Every year, marathon runners around the world attempt to qualify for a coveted spot on the Boston Marathon start line. Some manage to get a BQ in their first stab at the distance, while for others it takes multiple attempts and years of training. Curious as to why some runners get the BQ and others don’t, one runner (known only by his first name, Sean) decided to investigate. He created a project called the Boston Qualifier Questionnaire, or BQQ for short, where he asks runners who’ve qualified for Boston a series of questions to find out what separates them from the rest. Recently, he shared his findings from the last several years on the popular forum LetsRun.com, and while only a small number of runners have participated in the BQQ (375, to be exact), there were a few interesting trends in the answers.
What does it take to qualify for Boston?
It is important to note that this questionnaire was not developed by a coach or expert in running science, nor was it sanctioned by the Boston Athletic Association. It is simply a collection of observations by one enthusiastic runner to learn what others have done in order to get to the Boston startline.
The results revealed that on average, most of the respondents had been running for fewer than six years when they qualified for the first time, and at that point had run fewer than 10,000 miles (16,000K) total. In the year leading up to the race, almost all of them ran over one thousand miles (1,600K), but very few ran more than 2,500 miles (4,023K). The average Boston qualifier ran about 1,750 miles (2,816K) in the year leading up to the race (an average of 54K per week).

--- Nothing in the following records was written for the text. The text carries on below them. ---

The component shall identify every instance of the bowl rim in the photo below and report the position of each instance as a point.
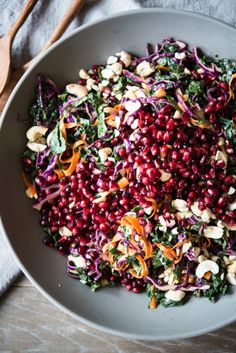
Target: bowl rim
(41, 56)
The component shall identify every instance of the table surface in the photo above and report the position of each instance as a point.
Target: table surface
(30, 323)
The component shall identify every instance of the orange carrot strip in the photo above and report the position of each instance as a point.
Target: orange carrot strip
(62, 128)
(153, 303)
(133, 221)
(30, 187)
(123, 182)
(202, 125)
(231, 92)
(207, 275)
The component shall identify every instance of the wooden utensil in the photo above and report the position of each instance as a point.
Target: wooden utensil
(6, 43)
(59, 30)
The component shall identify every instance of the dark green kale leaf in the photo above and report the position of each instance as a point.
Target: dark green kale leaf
(228, 68)
(44, 108)
(58, 142)
(218, 288)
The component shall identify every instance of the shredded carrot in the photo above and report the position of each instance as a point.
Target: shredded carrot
(202, 124)
(147, 246)
(123, 182)
(154, 206)
(153, 303)
(207, 275)
(133, 221)
(62, 128)
(162, 67)
(73, 160)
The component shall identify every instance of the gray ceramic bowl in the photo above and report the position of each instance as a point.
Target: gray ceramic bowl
(112, 310)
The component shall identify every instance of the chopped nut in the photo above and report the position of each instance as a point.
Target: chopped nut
(89, 83)
(117, 68)
(111, 60)
(231, 278)
(131, 106)
(145, 69)
(186, 247)
(125, 58)
(36, 132)
(79, 261)
(213, 232)
(206, 266)
(104, 153)
(83, 74)
(108, 73)
(232, 267)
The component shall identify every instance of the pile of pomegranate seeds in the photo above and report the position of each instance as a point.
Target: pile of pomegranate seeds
(133, 170)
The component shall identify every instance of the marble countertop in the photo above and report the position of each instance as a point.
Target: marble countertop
(30, 323)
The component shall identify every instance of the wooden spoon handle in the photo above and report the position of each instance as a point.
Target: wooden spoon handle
(62, 26)
(16, 75)
(21, 18)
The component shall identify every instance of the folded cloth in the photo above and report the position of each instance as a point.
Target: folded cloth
(39, 26)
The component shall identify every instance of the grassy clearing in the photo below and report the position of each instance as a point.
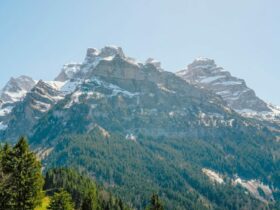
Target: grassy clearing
(45, 203)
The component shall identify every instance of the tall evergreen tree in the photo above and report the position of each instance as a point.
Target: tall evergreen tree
(61, 201)
(155, 203)
(26, 183)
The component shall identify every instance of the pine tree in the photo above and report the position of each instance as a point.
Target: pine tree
(61, 201)
(26, 183)
(90, 202)
(5, 178)
(155, 203)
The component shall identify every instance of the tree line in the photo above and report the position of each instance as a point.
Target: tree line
(23, 186)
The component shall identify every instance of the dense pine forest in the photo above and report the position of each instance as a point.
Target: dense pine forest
(24, 187)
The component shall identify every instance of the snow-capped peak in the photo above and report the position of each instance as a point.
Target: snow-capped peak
(16, 89)
(204, 73)
(154, 62)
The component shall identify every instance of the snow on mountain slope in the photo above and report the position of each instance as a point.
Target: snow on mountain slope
(16, 89)
(204, 73)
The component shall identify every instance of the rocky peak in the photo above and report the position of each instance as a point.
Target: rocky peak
(106, 52)
(204, 73)
(154, 62)
(111, 51)
(16, 88)
(68, 72)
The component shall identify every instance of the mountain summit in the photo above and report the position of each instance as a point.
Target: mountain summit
(204, 73)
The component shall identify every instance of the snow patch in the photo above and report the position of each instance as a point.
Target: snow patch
(2, 126)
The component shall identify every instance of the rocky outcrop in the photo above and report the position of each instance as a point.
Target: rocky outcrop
(204, 73)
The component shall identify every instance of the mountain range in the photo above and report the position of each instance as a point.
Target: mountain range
(200, 137)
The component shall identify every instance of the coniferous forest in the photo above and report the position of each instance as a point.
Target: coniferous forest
(24, 187)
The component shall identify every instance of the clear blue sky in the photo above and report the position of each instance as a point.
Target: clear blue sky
(38, 37)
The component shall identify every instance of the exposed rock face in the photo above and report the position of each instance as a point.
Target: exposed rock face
(68, 72)
(26, 113)
(206, 74)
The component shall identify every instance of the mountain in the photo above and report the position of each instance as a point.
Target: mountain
(136, 129)
(16, 89)
(204, 73)
(13, 92)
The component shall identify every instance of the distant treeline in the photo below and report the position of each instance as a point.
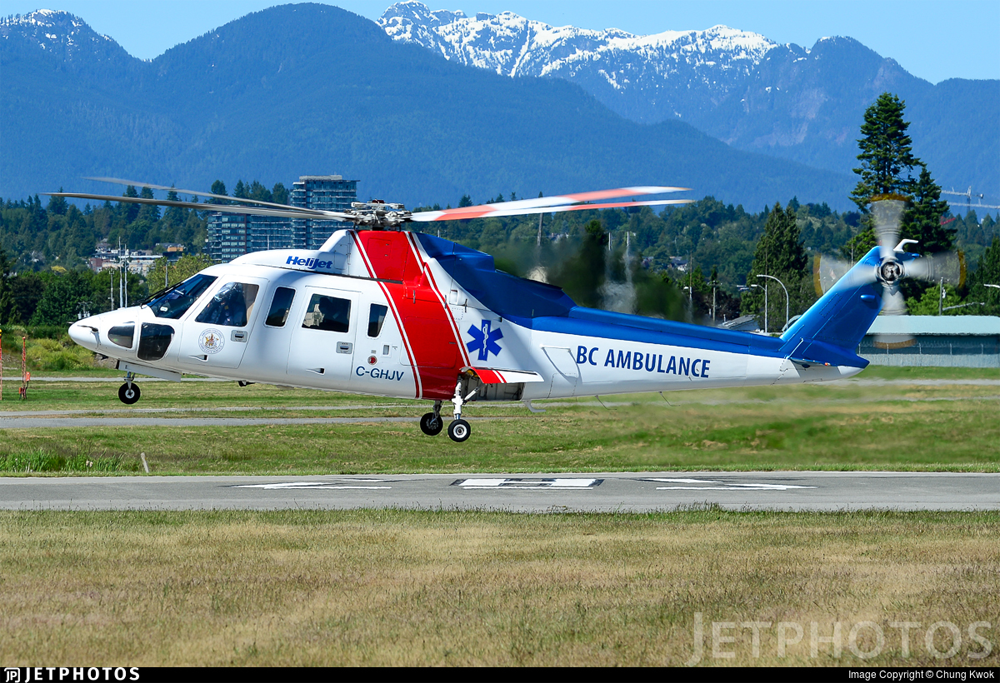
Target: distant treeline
(707, 246)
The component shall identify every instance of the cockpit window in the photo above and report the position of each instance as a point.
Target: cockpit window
(376, 317)
(231, 306)
(280, 305)
(175, 302)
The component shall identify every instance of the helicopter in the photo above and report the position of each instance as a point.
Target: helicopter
(384, 310)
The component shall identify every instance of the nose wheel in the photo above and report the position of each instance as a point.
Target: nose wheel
(129, 393)
(459, 430)
(431, 424)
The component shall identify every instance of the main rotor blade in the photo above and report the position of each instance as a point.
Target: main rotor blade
(827, 271)
(887, 214)
(484, 210)
(283, 212)
(119, 181)
(501, 210)
(948, 266)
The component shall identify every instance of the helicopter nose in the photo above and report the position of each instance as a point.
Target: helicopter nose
(85, 333)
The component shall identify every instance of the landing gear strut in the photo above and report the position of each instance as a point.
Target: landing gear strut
(431, 424)
(129, 393)
(459, 430)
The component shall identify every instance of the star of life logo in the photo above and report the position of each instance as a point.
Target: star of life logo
(211, 340)
(484, 340)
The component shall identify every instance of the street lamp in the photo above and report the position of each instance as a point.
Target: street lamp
(748, 287)
(771, 277)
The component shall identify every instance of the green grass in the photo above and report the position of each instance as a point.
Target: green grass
(847, 425)
(395, 588)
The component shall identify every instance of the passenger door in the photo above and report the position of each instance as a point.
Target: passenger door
(322, 348)
(216, 336)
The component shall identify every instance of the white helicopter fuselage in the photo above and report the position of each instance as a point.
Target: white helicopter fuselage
(407, 315)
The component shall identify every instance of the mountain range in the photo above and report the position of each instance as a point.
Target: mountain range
(787, 101)
(313, 89)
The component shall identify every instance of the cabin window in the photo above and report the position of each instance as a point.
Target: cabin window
(122, 335)
(231, 306)
(173, 303)
(328, 313)
(154, 340)
(280, 305)
(376, 317)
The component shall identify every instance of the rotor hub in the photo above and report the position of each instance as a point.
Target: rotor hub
(890, 271)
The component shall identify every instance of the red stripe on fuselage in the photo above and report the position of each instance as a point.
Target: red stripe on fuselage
(395, 315)
(435, 349)
(442, 297)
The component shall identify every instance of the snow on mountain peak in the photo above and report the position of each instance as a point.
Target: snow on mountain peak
(59, 31)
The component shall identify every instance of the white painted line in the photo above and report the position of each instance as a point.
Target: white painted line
(307, 485)
(723, 486)
(548, 483)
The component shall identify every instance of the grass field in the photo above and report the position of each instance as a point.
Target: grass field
(901, 419)
(440, 588)
(391, 587)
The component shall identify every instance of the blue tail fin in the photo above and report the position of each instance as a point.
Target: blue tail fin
(831, 330)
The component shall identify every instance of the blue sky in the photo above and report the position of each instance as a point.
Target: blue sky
(932, 40)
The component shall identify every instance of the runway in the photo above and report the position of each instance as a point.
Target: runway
(580, 492)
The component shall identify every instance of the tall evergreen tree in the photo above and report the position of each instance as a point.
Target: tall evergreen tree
(886, 152)
(7, 309)
(780, 254)
(922, 219)
(219, 188)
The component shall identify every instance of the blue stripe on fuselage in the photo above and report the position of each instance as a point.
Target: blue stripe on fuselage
(588, 322)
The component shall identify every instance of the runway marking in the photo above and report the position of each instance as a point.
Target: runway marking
(722, 485)
(312, 485)
(546, 483)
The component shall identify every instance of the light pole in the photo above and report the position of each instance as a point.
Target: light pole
(771, 277)
(743, 289)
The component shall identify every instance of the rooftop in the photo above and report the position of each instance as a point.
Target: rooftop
(943, 325)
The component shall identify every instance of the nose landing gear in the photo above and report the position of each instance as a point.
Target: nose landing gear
(459, 430)
(431, 424)
(129, 393)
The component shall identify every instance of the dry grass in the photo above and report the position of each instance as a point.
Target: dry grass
(412, 588)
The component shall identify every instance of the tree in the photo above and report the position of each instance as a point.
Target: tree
(886, 153)
(219, 188)
(779, 254)
(922, 220)
(185, 267)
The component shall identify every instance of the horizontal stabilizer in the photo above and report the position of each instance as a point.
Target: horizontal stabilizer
(495, 376)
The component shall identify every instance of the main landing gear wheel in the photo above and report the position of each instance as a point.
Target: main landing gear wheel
(459, 430)
(431, 424)
(129, 393)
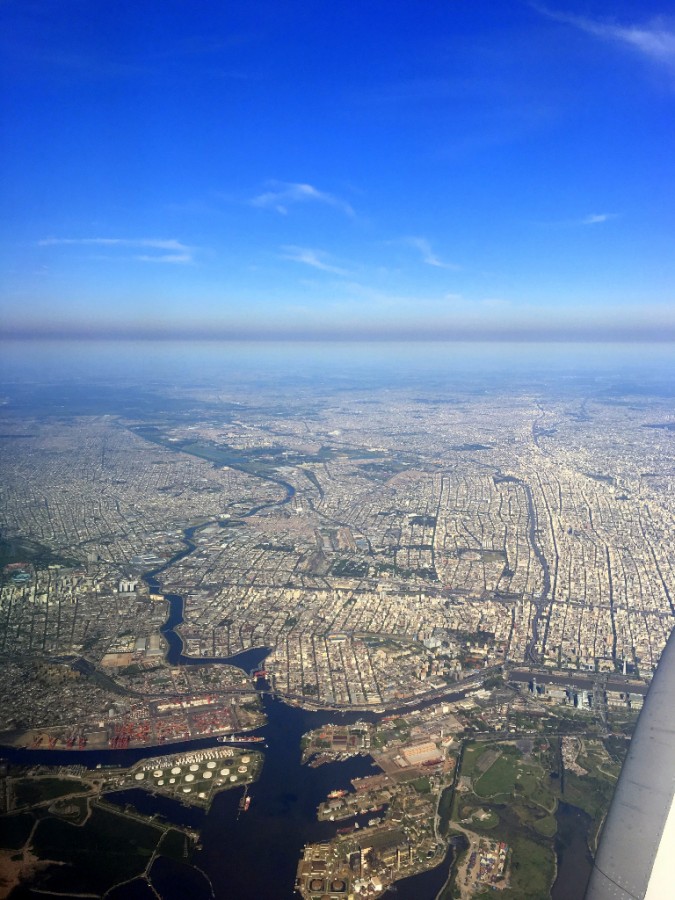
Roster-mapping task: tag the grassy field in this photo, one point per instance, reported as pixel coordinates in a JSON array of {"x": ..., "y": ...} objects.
[
  {"x": 30, "y": 791},
  {"x": 109, "y": 850},
  {"x": 14, "y": 830},
  {"x": 531, "y": 871}
]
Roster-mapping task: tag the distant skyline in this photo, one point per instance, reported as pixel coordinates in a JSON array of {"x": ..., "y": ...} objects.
[{"x": 465, "y": 170}]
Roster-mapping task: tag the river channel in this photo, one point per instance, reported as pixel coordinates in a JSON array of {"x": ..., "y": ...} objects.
[{"x": 254, "y": 854}]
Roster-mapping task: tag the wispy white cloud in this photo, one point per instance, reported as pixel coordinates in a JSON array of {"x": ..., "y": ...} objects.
[
  {"x": 282, "y": 194},
  {"x": 317, "y": 259},
  {"x": 177, "y": 253},
  {"x": 428, "y": 256},
  {"x": 655, "y": 40}
]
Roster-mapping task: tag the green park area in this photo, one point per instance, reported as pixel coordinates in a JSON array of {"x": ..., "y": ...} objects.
[
  {"x": 111, "y": 849},
  {"x": 509, "y": 791}
]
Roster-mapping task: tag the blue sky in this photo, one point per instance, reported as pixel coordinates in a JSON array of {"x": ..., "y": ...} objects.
[{"x": 306, "y": 168}]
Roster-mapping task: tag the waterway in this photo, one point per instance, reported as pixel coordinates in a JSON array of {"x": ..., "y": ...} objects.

It’s important to keep in mind that these results are only based on the small number of people who have filled out the questionnaire, and there are many people who qualify for Boston later in their running careers.
Of course, for most people, qualifying for Boston requires more than just putting in the mileage, and the questionnaire found that 84 per cent of respondents said speedwork played a role in helping them achieve their BQ. Interestingly, 64 per cent of participants said they did not run with a coach or club, nor did they use any form of cross-training in their program.
For those of you who didn’t take up running until adulthood and are concerned that this has set you back, the questionnaire results offer some encouragement: 63 per cent of respondents did not run in high school or college, proving that you don’t need a background in running to have success in the sport.
For the most part, the results of the BQQ offer little more than an interesting look at some of the similarities between runners who have qualified for the Boston Marathon. That being said, there are a few takeaways that you may want to apply to your training if you’re chasing a BQ:
- Mileage is important — very few of the respondents were low-mileage runners.
- Speedwork is also key if you want to bring down your marathon time.
- Most of the respondents qualified earlier in their running careers, so if Boston is your goal you may want to start working on it sooner rather than later. That being said, this result may be skewed based on the small number of people who have filled out the questionnaire.